We can compare specific alignments with Biostrings::pairwiseAlignment() to validate alignment quality:

Biostrings::pairwiseAlignment(putative[1], cloneC, type = "global-local")
## Global-Local PairwiseAlignmentsSingleSubject (1 of 1)
## pattern:      TGTGCGAGATCAGAGAGGCCTAACCCACACCC...TTGTAGTAGTACCAGCTGCTATGACTACTGG
## subject: [74] TGTGCGAGA-------GGCCTAACCCACACCC...TTGTAGTAGTACCAGCTGCTATGACTACTGG
## score: 96.75946
Biostrings::pairwiseAlignment(putative[2], cloneB, type = "global-local")
## Global-Local PairwiseAlignmentsSingleSubject (1 of 1)
## pattern:      TGTGCGAGCTCAGGGGTATACCAC-----GCG...GGAGTTATACTACTACGGTATGGACGTCTGG
## subject: [50] TCTGAGGACACGGCCGTGTATTACTGTGCGCG...GGAGTTATACTACTACGGTATGGACGTCTGG
## score: 49.77611

Functional Confirmation

To validate the leukemic identity of aligned cells, we visualize CDKN2A expression. Loss of CDKN2A is a known event in high-risk B-ALL and may support the leukemic phenotype of aligned cells.
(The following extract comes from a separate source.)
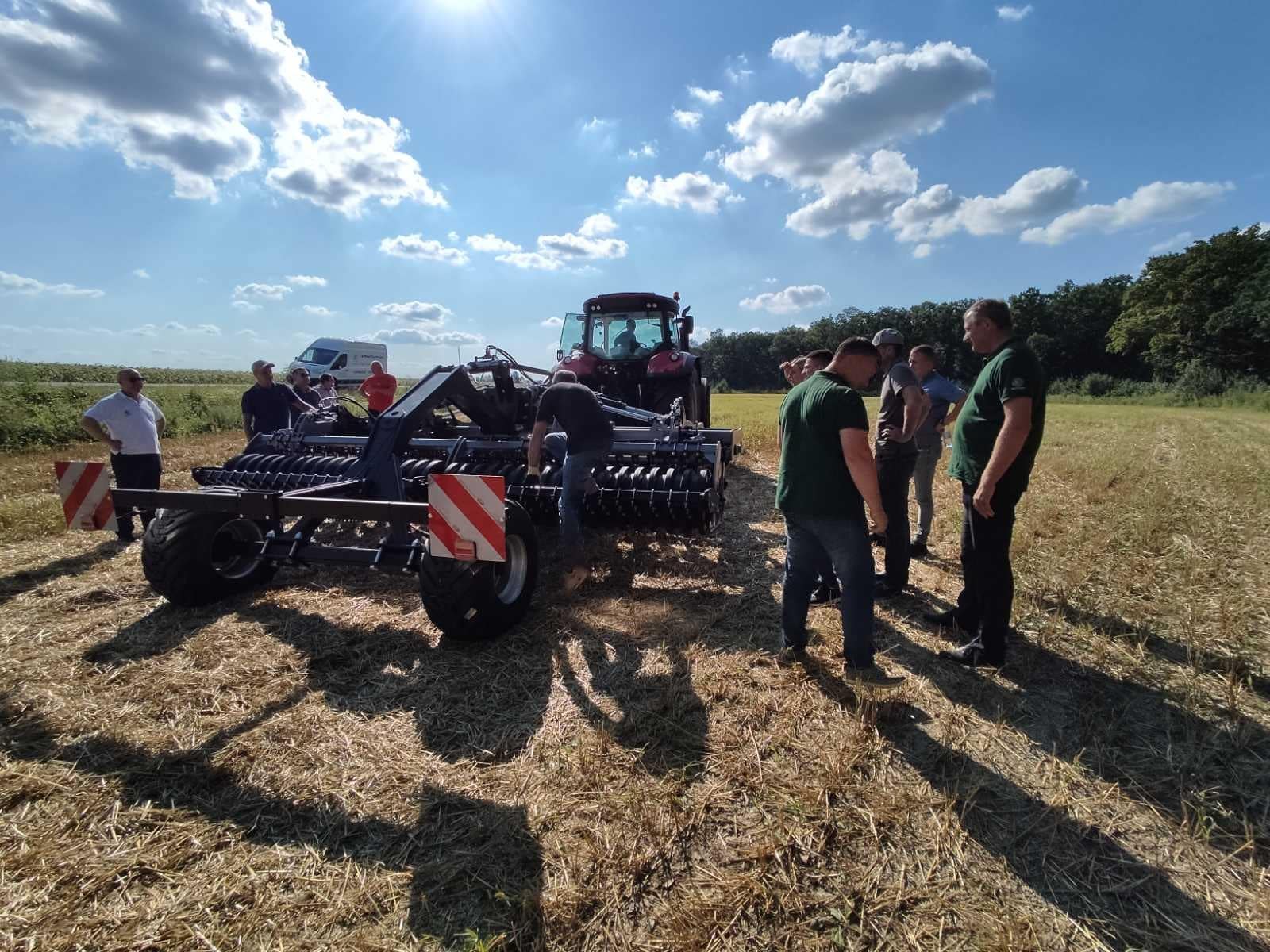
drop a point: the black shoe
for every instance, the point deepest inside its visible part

FeaturePlot_scCustom(seu, features = "CDKN2A")

Conclusion

Using Rust-accelerated sequence alignment in rustytools, we can rapidly screen thousands of VDJ sequences for similarity to leukemic clones and validate findings through gene expression. This approach is particularly useful in relapsed or ambiguous cases of B-ALL, where clonal detection is critical.